Zona Norte

Coronavírus: trabalhadores são deixados à própria sorte

Por conta da recomendação das autoridades públicas sobre o risco de disseminação do novo coronavírus (Covid-19), estabelecimentos comerciais estão fechando por tempo indeterminado e, com isso, demitindo ou dando férias à seus funcionários.

No entanto ainda não se sabe por quanto tempo essa crise vai persistir no Brasil e no mundo, e isso afeta diretamente a vida dos trabalhadores que foram demitidos e dos autônomo, que precisam de movimento na rua para tirar seu sustento.

Foto: Lucas Oliveira/Arquivo Pessoal

Uma dessas pessoas que foram afetadas pela crise foi Lucas Oliveira, que trabalhava em uma produtora de eventos e agência de marketing, no qual fazia edições de vídeo e design digital.

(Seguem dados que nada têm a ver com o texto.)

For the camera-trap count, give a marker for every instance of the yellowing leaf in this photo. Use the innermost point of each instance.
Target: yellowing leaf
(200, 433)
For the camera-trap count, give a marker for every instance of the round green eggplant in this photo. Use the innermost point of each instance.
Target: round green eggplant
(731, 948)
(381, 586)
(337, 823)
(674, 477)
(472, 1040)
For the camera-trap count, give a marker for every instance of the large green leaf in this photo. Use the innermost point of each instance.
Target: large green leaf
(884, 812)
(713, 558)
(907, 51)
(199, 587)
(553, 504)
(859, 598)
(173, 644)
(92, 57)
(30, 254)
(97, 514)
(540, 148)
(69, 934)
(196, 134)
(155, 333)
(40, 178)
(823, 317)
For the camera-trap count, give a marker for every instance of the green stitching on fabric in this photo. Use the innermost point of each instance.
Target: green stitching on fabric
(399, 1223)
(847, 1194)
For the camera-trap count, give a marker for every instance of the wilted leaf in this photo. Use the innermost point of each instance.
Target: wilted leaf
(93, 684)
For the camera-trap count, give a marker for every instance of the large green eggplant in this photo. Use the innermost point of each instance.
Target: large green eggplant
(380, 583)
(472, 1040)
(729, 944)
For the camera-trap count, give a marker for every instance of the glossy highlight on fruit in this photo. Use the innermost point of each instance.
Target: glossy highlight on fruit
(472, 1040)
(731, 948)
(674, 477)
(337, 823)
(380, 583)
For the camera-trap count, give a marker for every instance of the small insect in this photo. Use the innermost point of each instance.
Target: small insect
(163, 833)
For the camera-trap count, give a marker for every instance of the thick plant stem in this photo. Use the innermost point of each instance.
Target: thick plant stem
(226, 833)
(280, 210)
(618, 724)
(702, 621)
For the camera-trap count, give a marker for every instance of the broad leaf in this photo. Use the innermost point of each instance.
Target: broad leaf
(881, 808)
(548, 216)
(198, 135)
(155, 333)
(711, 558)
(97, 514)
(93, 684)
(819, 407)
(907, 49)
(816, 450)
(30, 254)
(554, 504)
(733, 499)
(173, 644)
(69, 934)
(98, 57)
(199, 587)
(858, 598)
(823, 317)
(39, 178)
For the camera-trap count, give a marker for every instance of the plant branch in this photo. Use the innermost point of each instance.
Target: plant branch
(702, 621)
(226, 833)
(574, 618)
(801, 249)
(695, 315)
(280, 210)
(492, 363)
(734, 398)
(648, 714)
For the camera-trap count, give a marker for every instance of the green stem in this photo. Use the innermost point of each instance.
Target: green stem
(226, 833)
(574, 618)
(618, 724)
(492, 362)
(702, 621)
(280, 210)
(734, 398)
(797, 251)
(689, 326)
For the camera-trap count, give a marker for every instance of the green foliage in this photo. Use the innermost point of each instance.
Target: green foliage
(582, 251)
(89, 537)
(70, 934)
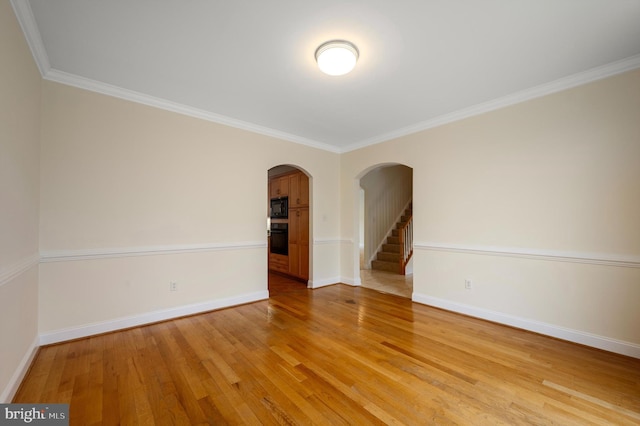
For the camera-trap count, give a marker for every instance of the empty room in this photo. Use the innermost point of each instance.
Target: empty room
(204, 219)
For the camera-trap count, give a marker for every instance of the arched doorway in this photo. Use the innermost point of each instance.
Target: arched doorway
(289, 221)
(385, 228)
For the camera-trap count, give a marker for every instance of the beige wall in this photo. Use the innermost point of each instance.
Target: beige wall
(134, 198)
(19, 192)
(537, 203)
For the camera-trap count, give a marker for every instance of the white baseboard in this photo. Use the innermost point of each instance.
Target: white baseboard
(576, 336)
(351, 281)
(148, 318)
(323, 283)
(14, 383)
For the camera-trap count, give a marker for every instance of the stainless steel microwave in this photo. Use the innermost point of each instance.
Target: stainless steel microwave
(279, 208)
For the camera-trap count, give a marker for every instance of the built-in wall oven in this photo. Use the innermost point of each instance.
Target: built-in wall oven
(280, 238)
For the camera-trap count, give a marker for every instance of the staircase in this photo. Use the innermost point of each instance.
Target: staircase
(396, 252)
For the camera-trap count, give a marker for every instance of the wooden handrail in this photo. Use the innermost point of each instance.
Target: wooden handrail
(405, 234)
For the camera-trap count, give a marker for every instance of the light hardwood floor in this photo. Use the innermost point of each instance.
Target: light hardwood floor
(335, 355)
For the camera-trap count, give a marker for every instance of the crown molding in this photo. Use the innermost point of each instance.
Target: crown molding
(27, 22)
(584, 77)
(32, 34)
(141, 98)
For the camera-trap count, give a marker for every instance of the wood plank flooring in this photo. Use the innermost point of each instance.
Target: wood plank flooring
(335, 355)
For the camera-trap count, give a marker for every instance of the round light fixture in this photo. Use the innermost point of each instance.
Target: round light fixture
(336, 57)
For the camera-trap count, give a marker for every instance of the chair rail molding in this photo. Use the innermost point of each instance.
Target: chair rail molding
(608, 259)
(14, 269)
(107, 253)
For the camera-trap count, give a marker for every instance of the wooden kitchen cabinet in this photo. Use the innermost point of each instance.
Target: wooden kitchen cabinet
(299, 242)
(296, 187)
(298, 190)
(279, 186)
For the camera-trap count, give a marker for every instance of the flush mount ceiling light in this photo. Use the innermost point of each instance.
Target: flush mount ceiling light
(336, 57)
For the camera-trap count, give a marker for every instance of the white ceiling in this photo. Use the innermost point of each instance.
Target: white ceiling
(250, 63)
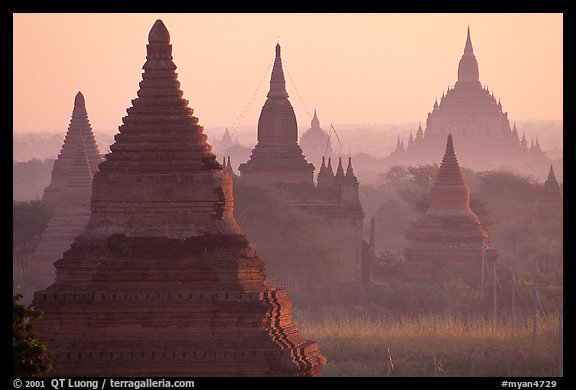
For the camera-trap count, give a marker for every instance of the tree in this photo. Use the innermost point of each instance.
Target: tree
(28, 353)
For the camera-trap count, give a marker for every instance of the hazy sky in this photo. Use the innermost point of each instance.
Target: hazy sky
(353, 68)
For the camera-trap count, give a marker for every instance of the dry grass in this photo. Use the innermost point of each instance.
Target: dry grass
(431, 345)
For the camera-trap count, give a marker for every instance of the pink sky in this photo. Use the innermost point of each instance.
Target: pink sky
(353, 68)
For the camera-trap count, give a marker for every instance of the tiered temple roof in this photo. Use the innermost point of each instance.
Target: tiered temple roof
(79, 129)
(550, 204)
(474, 117)
(70, 217)
(277, 156)
(162, 281)
(449, 231)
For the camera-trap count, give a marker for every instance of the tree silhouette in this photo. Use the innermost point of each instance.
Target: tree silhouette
(28, 353)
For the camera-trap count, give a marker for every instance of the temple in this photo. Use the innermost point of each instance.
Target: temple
(278, 160)
(315, 142)
(71, 214)
(162, 239)
(277, 151)
(476, 120)
(79, 129)
(449, 234)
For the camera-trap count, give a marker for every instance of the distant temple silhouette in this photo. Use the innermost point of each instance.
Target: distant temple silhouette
(68, 193)
(79, 126)
(278, 159)
(315, 142)
(477, 122)
(449, 235)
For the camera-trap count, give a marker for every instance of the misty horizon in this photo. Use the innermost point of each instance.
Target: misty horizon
(359, 76)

Ele foi avisado de sua demissão nesta segunda (16). Junto com eles, outros dois funcionários também foram demitidos.

“Não houve negociação, simplesmente disseram que não teriam mais condições de me manter na empresa”, desabafa Lucas Oliveira.

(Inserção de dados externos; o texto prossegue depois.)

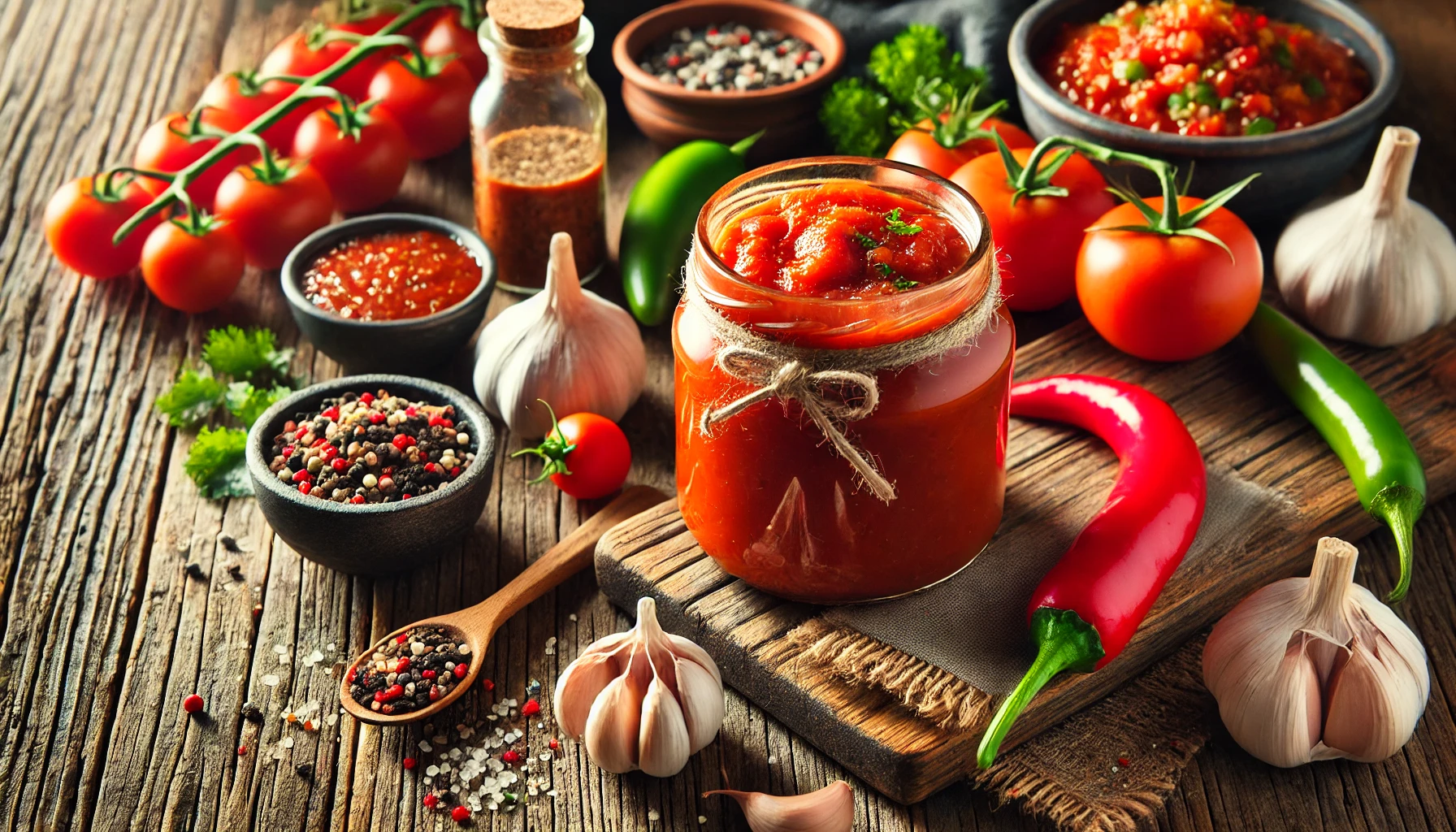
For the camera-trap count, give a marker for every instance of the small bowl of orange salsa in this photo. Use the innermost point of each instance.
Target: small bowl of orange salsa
(389, 293)
(1290, 89)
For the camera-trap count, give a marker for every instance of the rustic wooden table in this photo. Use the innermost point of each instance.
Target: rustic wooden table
(105, 631)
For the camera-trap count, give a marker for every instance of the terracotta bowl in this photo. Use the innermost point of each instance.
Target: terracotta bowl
(672, 115)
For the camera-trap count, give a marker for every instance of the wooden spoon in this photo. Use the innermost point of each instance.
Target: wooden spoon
(479, 622)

Oliveira revela que não trabalhava registrado, sendo assim não terá acesso aos benefícios da CLT (Consolidação das Leis do Trabalho). Para se manter, ele tentará fazer freelances e aceitará “qualquer oportunidade [de emprego] que aparecer”.

“Não faria sentido proibir demissões”

Na última quinta-feira (19), o secretário Especial da Previdência e Trabalho, Bruno Bianco, disse que não haverá qualquer tipo de proibição de demissões para os casos em que houver adiantamento de seguro-desemprego.

Demissões de trabalhadores

O Sindicato dos Comerciários de São Paulo divulgou uma nota à imprensa pedindo ao Governo de São Paulo a garantia da manutenção do emprego e o pagamento de salário dos trabalhadores. A entidade representa 500 mil trabalhadores.

Outra nota, desta vez das centrais sindicais, foi divulgada criticando as propostas que o Governo Federal vem adotando para enfrentar a pandemia do coronavírus, como a de não proibir as demissões:

“Propor, como solução, a redução ou suspensão do salário do trabalhador ou a demissão é uma atitude, e não há forma amena de descrevê-la, vampiresca”

O texto ainda cobra do Governo Federal um melhor enfrentamento à crise: “Se o Estado não assumir seu papel – como deve assumir sempre, mesmo em momentos de normalidade, promovendo a justiça social – o país será assolado por uma situação de calamidade”.

Até o fim de abril, a Associação Brasileira das Lojas Satélites (Ablos) estima que até 5 milhões de desempregados no comércio pelo País.

Medidas do Governo Federal

No mesmo dia (19), a equipe econômica do governo Bolsonaro (Sem Partido) autorizou que empresas cortem até pela metade os salários e a jornada de trabalho de seus funcionários como forma de evitar o aumento do desemprego no país.

Uma das medidas anunciadas pelo Governo Federal foi a de distribuir vouchers (cupons) por três meses aos trabalhadores informais. A decisão terá um investimento de R$ 15 bilhões. O sistema do benefício será semelhante ao do Bolsa Família e começará s ser distribuído na próxima semana.